I'd rather take a page from the SortFunction technique. BlockClosures (or more generally, objects which respond to the message value: and fill the roles of functions) are real Objects too. And I'm declaring that they too have a right to be included in the General Love Fest of Polymorphism. The idea here, is that we add a new memoizing method to BlockClosure (and Symbol too so they can continue to stand double as simple BlockClosures). Sending memoizing to a BlockClosure returns a MemoizedFunction object which can do value: just like a BlockClosure. But it keeps a memory of evaluations and uses those when found. My first cut implementation is published as TAG-MemoizedFunctions in the Open Repository.

Now our example just turns in to:

| classes |
classes := Object withAllSubclasses reject: #isMeta.
classes sorted: #toolListDisplayString memoizing ascending

For this simplistic example, slapping memoizing in there is a 10x speed boost.

What do I like about this approach? First of all, it was fun. This kind of thing, to me, is where the zen of Object Oriented dispatch is at (I don't pretend to be brilliant about this at all, Wilf LaLonde probably wrote an article demonstrating this 20 years ago). I like that it is terse. I like that it localizes the decision about whether to memoize around the function itself rather than the API using it. This is the fastest/easiest way to toggle memoization on and off to profile the differences. I like that I can use it with collect:, or detect:, or allSatisfy:, or any method that makes use of first class function objects. And I like that it only took 10 methods and one class to do. Because Less is More.

Happy Memoizing!

(Why does Apple insist on constantly changing "memoizing" to read "memorizing"? Grumble...)
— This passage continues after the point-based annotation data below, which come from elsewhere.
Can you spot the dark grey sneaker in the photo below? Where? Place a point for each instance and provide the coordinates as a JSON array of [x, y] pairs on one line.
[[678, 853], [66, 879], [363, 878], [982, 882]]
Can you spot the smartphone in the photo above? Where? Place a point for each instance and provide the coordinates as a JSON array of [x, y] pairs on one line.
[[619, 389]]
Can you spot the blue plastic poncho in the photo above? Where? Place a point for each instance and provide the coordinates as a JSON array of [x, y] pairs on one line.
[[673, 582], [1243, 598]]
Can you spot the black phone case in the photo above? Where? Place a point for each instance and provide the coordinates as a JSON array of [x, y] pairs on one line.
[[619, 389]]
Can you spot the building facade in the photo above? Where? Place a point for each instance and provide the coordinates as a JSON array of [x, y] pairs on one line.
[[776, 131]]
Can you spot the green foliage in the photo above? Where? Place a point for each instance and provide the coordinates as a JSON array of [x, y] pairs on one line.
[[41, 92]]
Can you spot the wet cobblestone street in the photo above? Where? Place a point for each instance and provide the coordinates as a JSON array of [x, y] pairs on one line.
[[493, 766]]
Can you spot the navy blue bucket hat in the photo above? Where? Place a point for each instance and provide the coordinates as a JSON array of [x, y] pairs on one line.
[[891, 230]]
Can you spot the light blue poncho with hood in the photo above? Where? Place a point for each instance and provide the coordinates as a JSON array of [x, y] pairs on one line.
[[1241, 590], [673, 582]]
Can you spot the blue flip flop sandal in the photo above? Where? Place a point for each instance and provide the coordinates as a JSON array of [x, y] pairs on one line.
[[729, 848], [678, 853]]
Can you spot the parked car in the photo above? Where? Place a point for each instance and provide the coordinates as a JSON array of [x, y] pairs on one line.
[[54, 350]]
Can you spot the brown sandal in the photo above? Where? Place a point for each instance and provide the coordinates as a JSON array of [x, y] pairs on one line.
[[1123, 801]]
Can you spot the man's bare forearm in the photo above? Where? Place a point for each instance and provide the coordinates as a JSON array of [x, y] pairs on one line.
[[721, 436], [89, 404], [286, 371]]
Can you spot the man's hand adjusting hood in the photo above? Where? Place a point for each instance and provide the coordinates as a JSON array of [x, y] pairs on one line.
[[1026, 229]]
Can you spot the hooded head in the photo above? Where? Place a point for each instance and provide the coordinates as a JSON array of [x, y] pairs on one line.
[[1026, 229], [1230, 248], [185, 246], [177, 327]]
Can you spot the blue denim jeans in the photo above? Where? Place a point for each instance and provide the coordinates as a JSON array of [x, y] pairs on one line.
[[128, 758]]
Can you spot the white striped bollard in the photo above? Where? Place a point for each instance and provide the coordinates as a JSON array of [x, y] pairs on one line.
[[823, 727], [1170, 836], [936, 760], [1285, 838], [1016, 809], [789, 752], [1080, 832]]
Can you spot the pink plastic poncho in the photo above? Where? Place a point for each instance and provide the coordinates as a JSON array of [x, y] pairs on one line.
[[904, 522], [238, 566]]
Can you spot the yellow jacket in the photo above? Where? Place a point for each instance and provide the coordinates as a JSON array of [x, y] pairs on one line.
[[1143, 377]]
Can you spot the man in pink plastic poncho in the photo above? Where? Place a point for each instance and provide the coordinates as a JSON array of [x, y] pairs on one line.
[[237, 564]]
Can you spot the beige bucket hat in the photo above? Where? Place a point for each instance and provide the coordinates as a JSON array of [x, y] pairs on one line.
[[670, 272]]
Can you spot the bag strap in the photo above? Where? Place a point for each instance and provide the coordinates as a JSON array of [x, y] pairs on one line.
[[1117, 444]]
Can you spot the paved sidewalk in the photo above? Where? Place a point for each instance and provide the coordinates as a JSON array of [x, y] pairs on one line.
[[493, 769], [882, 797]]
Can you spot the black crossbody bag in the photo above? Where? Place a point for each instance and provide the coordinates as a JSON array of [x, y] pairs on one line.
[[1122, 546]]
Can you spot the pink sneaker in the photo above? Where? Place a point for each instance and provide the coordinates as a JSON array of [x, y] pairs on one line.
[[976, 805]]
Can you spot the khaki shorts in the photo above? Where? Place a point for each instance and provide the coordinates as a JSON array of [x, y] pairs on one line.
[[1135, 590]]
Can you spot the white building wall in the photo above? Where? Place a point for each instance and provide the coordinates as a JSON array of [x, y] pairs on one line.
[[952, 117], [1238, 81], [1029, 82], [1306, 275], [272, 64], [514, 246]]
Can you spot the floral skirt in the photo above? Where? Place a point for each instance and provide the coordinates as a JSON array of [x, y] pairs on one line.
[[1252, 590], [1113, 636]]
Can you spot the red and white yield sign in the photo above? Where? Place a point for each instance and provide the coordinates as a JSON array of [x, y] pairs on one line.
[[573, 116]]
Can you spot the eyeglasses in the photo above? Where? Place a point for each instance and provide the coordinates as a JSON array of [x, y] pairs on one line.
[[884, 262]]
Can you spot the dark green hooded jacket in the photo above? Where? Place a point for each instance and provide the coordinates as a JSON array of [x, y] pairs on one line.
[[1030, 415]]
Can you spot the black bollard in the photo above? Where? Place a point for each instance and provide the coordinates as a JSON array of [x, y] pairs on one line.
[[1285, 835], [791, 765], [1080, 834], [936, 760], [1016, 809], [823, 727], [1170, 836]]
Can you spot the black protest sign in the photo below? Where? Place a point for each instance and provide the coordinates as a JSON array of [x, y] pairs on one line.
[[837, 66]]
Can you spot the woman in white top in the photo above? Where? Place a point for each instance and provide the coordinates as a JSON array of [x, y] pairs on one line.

  1. Thanks, this is exactly the generic way to fix http://code.google.com/p/pharo/issues/detail?id=5880

  2. Neat, but no code! Here's my take: https://gist.github.com/2705526

  3. J, the code is published in the OR. I almost went and implemented yours. It's even simpler than mine. I like it. The only thing I don't like, and this is possible YAGNI, is that without a Real Object to represent the memorization you can't do real things with it. For example, you can't fetch a history of arguments from it. With a MemoizedFunction object you can have an argumentHistory that returns memory keys. And you can't further configure it. I could add configuration methods called byEquality and byIdentity to it, that tune the type of caching. Or you could put limits on how many entries to cache. If you ball it all up in they method like that, you lose that ability. But the Less is More sweetness of it sure is appealing.